Simulating and estimating the mixture model
require(rblm)
require(knitr)
require(kableExtra)
options(knitr.table.format = "html")
The interacted model has the following equations:
\[ Pr[ Y_{it} \leq y | k,\ell ] = \Phi( \mu_{k\ell}, \sigma_{k\ell}) \]
set.seed(324313)
model = m2.mixt.new(nk=3,nf=5,fixb=T,stationary = T)
# simple complementatiry
model$A1 = seq(0.1,1,l=model$nf) %o% seq(0.1,1,l=model$nk)
model$A2 = model$A1
# small variance
model$S1[] = 0.2
model$S2[] = 0.2
# simple sorting
model$pk0[1,,] = exp(3*model$A1)/rowSums(exp(3*model$A1))
# setting the number of movers and stayers
model$NNs = array(300000/model$nf,model$nf)
model$NNm = model$nf*toeplitz(ceiling(seq(100,10,l=model$nf)))
# creating a simulated data set
ad = m2.mixt.simulate.sim(model,fsize = 40)
# plot firm size distribution
ggplot(ad$sdata[,.N,f1],aes(x=N)) + geom_histogram(binwidth=1) + theme_bw()
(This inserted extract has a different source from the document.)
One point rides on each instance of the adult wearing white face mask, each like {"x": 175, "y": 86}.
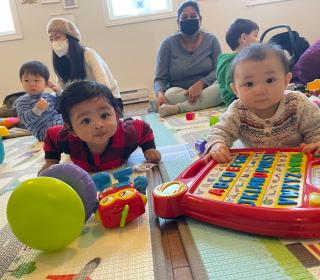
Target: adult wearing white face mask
{"x": 74, "y": 62}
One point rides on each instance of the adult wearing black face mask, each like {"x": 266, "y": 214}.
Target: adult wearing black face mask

We start by extracting the measures that will be used to cluster
# constructing the measures, we use empirical CDF at each firm
ms = grouping.getMeasures(ad, # the data
"ecdf", # the type of moments to construct at the firm level
Nw=10, # number of point of support to use for the method
y_var = "y1") # variable to use to construct moments
## INFO [2018-12-19 23:35:31] processing 7500 firms
## INFO [2018-12-19 23:35:31] computing measures...
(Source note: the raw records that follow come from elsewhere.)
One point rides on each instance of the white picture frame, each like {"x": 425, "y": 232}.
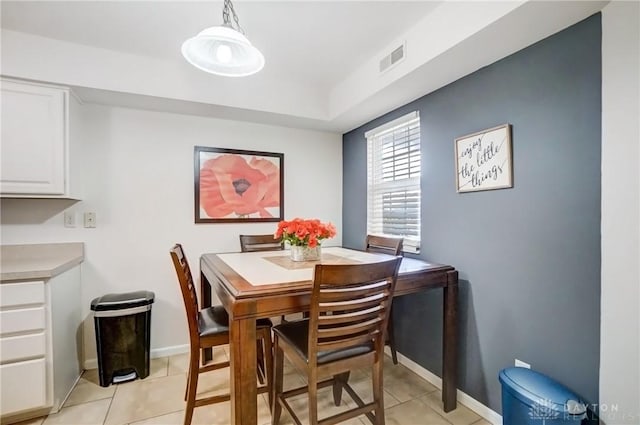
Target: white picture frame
{"x": 484, "y": 160}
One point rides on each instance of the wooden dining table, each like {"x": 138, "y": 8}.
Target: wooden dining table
{"x": 262, "y": 284}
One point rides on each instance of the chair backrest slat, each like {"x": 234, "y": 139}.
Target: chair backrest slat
{"x": 348, "y": 293}
{"x": 252, "y": 243}
{"x": 384, "y": 245}
{"x": 354, "y": 305}
{"x": 188, "y": 289}
{"x": 347, "y": 342}
{"x": 350, "y": 305}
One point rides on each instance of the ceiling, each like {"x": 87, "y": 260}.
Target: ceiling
{"x": 309, "y": 42}
{"x": 321, "y": 56}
## INFO [2018-12-19 23:35:32] computing weights...
# classify into groups
grps = grouping.classify.once(ms, # input the measures to use
k = 5, # number of groups
nstart = 1000, # number of starting values for kmean
iter.max = 200, # max number of iterations for each kmean
step=250) # how often to show output
## INFO [2018-12-19 23:35:32] clustering T=41.004107, Nw=10 , measure=ecdf
## INFO [2018-12-19 23:35:32] running weigthed kmeans step=250 total=1000
## INFO [2018-12-19 23:35:32] nobs=7500 nmeasures=10
## INFO [2018-12-19 23:35:33] [25%] tot=844.071415 best=844.071415 <<<<
## INFO [2018-12-19 23:35:34] [50%] tot=844.071415 best=844.071415
## INFO [2018-12-19 23:35:35] [75%] tot=844.071415 best=844.071415
## INFO [2018-12-19 23:35:36] [100%] tot=844.071415 best=844.071415
## INFO [2018-12-19 23:35:36] k=5 WSS=844.071415 nstart=1000 nfrims=7500
# finally we append the results to adata
ad = grouping.append(ad,grps$best_cluster,drop=T)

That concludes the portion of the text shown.